As the state with the most water – 41.5% of Michigan’s 97,990 square miles is wet – it’s no surprise that boating is a major pastime in the Great Lakes State. The Northern Michigan region at the top of the Lower Peninsula is home to some of the state’s best spots for boating. The area has shoreline along both Lake Michigan and Lake Huron as well as numerous inland lakes.
Little Traverse Bay
Little Traverse Bay juts off Lake Michigan just south of the Straits of Mackinac. Boating on the Great Lakes may sound intimidating, but this small, protected bay is ideal for cruising on a calm, summer day. Home to the cities of Petoskey, Harbor Springs, and nearby to Charlevoix, there are plenty of places to explore around the bay. The charming downtowns are filled with unique shops and delicious local restaurants. Lighthouses, sand dunes, and spectacular sunsets make up just some of the gorgeous scenery you’ll see along the way.
Northern Michigan’s Inland Waterway is a chain of inland lakes connected by rivers and channels. It runs from Petoskey on the west all the way to Lake Huron on the east. Over 38 miles long, the entire trip takes about six hours to complete. Along the way, the lakes offer opportunities for swimming, watersports, and fishing. There are marinas along the route where you can stop for gas and supplies. There are even places to stop overnight if you want to spend more than a day on the waterway. You pass through several small towns where you can dock, and walk to restaurants and shops. If you complete the entire route your adventure takes you through two lock systems and under a swing bridge. There’s even a lighthouse where the route ends at Lake Huron.

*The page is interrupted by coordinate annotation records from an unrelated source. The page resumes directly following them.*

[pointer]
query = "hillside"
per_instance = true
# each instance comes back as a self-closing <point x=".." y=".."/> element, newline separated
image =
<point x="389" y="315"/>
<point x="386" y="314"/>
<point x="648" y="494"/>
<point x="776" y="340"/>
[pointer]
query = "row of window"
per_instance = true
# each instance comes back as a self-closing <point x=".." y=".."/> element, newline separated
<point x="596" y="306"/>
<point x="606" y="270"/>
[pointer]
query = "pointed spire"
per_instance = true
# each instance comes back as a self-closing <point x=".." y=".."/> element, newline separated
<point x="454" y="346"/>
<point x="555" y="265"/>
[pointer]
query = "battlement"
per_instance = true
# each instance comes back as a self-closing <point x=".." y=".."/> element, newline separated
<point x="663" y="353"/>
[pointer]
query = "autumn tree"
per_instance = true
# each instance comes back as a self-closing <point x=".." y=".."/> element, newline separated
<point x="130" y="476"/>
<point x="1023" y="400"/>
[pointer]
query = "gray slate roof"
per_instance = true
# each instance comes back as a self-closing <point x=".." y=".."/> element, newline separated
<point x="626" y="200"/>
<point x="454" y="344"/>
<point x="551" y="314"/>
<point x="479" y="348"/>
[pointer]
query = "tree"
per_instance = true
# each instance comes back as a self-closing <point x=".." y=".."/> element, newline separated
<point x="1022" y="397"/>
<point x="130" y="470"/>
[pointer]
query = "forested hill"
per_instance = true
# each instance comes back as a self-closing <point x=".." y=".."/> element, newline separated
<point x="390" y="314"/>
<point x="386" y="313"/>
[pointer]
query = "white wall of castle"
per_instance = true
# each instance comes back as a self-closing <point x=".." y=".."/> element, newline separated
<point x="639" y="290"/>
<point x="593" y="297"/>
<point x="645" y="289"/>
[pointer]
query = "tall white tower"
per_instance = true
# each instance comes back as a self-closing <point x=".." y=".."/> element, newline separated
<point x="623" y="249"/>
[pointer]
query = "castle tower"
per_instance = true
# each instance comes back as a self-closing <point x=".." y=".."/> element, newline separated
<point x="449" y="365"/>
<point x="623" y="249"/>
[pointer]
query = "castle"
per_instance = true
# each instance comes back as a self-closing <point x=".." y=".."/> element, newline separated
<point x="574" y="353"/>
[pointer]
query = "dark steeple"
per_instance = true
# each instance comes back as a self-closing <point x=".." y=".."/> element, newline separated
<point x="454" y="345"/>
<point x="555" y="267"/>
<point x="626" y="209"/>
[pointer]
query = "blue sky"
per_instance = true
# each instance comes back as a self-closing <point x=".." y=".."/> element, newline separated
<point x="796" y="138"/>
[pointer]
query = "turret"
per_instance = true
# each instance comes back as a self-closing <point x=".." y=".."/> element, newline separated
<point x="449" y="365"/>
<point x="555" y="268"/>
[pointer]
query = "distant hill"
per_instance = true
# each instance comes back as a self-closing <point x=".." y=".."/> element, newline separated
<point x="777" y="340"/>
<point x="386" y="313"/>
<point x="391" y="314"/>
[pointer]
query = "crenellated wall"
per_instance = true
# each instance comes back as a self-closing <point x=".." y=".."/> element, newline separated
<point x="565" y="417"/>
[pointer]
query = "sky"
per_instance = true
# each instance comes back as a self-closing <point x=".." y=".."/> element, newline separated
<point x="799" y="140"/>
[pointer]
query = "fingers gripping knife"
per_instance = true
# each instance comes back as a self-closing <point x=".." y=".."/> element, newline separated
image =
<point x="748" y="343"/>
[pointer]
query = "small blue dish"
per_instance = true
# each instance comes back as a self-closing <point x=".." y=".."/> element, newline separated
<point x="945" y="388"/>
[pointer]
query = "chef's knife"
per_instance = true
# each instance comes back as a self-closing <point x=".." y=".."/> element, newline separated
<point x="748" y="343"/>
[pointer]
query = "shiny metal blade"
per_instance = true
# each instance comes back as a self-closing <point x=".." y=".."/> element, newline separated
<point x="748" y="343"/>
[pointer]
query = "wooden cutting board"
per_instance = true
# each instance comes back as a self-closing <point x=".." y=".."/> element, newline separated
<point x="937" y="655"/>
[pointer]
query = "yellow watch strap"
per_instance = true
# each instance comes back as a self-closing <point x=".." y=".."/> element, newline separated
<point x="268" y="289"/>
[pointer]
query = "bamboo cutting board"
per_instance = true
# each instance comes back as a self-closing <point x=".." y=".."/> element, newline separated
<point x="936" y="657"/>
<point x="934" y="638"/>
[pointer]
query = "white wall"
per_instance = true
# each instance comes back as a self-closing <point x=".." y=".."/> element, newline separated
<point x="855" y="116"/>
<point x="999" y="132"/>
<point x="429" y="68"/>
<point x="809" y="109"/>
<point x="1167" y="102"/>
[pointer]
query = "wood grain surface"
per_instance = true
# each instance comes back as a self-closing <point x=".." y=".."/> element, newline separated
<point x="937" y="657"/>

If you can’t make it to the Caribbean, Torch Lake might be the next best thing. On most days in the summer the clear water of this inland lake imitates the blue-green hues of the tropical islands. 18 miles long, it’s a popular lake for water sports. Sandbars in the lake provide spots for boaters to gather and socialize. This well-loved lake gets busy in the summer. It’s so famous Kid Rock even wrote a song about it.
Lake Charlevoix is the third largest inland lake in Michigan. It’s connected to Lake Michigan via the Pine River Channel. Visitors flock to its clear waters to swim, water ski, fish, and kayak. Ferry Beach Park is a nice spot for relaxing along the water. Boyne City is on the east end of the lake and the west end isn’t far from downtown Charlevoix. You’ll find places to shop and dine in both spots. The area on the north side of Lake Charlevoix was the stomping grounds of a young Ernest Hemingway who spent the first 22 summers of his life there. There are several Hemingway landmarks you can visit nearby.
Les Cheneaux Islands
The only way to get to this chain of 36 islands in Lake Huron is by boat. There are no bridges between the islands or the mainland. Instead, channels around the islands act like a highway system for boats. There are no ferries either, so you’ll need a private boat to tour this area. Another spot in the Great Lakes with calm waters, boaters don’t need to be intimidated. There are a few accommodations on the mainland near the islands in Cedarville and Hessel. Private homes dot the islands along with a few vacation rentals and resorts. In August, Hessel hosts the Les Cheneaux Antique and Wooden Boat Show. Hundreds of colorful, restored wooden boats are on display at the marina that weekend.